My current artistic work and research evolves around tactics, props and gestures used throughout the history of arts and activism as well as contemporary manifestations of what I am calling 'gestures of defiance". I'm using this blog as a platform or archive where I can document, remember, reflect upon, compile and communicate examples that I see as exciting, urgent and relevant.
For more on my own work you can visit my website at www.marycoble.com
Tuesday, August 15, 2017
Protesters pull down Confederate statue at old Durham County courthouse
DURHAM, N.C. (WNCN) – A crowd of protesters gathered outside the old Durham County courthouse on Main Street Monday evening in opposition to a Confederate monument in front of the government building.
Around 7:10 p.m. a woman using a ladder climbed the statue of a Confederate soldier and attached a rope around the statue.
Moments later, the crowd pulled on the rope and the statue fell. One man quickly ran up and spat on the statue and several others began kicking it.
Durham police later said they monitored the protests to make sure they were “safe” but did not interfere with the statue toppling because it happened on county property.
“Because this incident occurred on county property, where county law enforcement officials were staffed, no arrests were made by DPD officers,” Durham Police spokesman Wil Glenn said in a statement.
Durham County Sheriff’s deputies videotaped the statue being brought down — but didn’t stop it from happening.
After toppling the statue, the protesters started marching. They blocked traffic with authorities trying to stay ahead of them. The protesters made their way down East Main Street to the site of the new Durham Police Department.
In 1924, the Confederate statue was dedicated to Durham.
Engraved on the front of the monument is “The Confederate States of America.”
Above it, was the statue representing a soldier who fought in the civil war.
“Today we got a small taste of justice,” protester Jose Ramos said after the statue was down.
Later Monday night, North Carolina Governor Roy Cooper Tweeted: “The racism and deadly violence in Charlottesville is unacceptable but there is a better way to remove these monuments.”
After the Durham statue fell, several dozen protesters congregated on the street in front of the old courthouse. Some took pictures standing or sitting on the toppled soldier, in front of a pedestal inscribed with the words “In Memory of the Boys Who Wore The Gray.”
“It needs to be removed,” Loan Tran, an organizer, said earlier Monday. “These Confederate statues in Durham, in North Carolina, all across the country.”
There are similar monuments in several cities around North Carolina.

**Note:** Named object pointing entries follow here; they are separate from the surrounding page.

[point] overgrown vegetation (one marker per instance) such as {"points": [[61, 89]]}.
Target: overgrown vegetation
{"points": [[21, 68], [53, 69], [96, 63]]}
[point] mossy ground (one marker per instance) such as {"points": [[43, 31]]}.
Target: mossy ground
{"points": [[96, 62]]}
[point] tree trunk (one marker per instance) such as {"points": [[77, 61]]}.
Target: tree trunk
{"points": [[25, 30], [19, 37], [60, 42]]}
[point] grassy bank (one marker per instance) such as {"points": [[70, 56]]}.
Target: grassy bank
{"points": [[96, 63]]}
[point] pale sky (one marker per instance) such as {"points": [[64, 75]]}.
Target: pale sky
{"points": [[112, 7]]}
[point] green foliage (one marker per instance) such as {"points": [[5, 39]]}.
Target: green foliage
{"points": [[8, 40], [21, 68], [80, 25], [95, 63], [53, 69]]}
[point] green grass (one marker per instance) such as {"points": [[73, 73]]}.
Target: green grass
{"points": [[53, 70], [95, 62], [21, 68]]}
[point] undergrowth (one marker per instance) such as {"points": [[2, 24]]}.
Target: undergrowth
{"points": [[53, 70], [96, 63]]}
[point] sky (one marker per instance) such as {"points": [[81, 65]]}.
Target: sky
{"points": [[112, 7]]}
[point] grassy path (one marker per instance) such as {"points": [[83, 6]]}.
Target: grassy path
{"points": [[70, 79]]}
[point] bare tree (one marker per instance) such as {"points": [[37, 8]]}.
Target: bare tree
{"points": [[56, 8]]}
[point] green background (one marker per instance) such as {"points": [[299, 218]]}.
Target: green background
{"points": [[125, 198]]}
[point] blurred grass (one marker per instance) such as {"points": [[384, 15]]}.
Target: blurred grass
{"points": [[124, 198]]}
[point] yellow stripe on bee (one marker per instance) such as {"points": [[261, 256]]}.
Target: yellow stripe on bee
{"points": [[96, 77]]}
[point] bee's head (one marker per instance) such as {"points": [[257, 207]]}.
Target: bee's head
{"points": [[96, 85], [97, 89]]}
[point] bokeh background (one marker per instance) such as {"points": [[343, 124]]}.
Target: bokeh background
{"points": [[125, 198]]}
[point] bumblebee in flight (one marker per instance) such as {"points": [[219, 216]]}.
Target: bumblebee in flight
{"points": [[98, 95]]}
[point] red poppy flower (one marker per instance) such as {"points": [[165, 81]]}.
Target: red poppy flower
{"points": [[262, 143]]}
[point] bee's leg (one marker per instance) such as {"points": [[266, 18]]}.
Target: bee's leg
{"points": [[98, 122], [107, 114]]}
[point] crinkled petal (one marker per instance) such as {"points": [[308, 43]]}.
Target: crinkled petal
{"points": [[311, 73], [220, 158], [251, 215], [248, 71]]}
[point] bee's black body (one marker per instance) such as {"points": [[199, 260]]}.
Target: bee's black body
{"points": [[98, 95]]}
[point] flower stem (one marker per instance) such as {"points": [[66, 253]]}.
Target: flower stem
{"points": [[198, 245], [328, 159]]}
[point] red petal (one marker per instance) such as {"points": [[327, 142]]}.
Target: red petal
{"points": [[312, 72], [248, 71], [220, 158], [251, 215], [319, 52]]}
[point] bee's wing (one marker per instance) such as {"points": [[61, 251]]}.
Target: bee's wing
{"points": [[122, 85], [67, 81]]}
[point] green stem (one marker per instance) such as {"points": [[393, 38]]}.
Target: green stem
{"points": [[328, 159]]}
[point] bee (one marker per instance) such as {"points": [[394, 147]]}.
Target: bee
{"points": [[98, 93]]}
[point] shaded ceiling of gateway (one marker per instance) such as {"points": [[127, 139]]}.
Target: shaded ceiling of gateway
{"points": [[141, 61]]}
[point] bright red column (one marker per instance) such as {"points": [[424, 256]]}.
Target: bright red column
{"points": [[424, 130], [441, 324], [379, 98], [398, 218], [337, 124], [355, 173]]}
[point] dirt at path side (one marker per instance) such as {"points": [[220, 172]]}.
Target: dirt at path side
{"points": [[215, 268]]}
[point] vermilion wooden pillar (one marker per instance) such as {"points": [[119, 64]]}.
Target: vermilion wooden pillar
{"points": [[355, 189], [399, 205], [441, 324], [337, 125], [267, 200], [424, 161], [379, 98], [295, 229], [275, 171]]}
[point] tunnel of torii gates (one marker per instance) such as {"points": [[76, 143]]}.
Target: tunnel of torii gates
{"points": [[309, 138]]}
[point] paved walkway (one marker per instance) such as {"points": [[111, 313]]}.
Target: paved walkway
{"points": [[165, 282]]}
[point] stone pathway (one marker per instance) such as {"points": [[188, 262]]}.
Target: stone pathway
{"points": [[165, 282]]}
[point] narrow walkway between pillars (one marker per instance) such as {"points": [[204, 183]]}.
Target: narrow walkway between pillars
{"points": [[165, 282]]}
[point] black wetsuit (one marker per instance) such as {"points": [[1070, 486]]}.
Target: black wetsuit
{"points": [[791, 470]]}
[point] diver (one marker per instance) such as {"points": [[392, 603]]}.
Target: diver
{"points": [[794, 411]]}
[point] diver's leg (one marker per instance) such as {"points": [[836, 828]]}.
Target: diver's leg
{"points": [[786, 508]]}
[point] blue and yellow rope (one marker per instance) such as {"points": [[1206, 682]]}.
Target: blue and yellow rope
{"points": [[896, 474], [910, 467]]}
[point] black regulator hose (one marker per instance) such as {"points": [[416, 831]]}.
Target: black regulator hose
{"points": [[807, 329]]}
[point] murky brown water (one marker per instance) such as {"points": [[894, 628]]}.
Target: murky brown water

Tran doesn’t want to see it anymore.
“When I see a Confederate statue in downtown Durham, or really anywhere, it fills me with a lot of rage and frustration,” she said.
Organizers say Monday’s protest was a reaction to the events in Charlottesville this past weekend.
“People can be mobilized and people are angry and when enough people are angry, we don’t have to look to politicians to sit around in air conditions and do nothing when we can do things ourselves,” said Takiyah Thompson, a protester.
In an email to CBS North Carolina, Durham County spokeswoman Dawn Dudley says:
“Due to a North Carolina state law passed a few years ago, Durham County is prohibited from removing or making substantive alteration to historical monuments and memorials. I share this to say that there is a statute in place making the efforts you mention below difficult to move forward. I would assume that the only thing possible are steps to reverse the law.”
This statue has been the center of controversy before after graffiti was spray painted on it a few years ago.
The group that met Monday say their purpose is to “smash white supremacy.”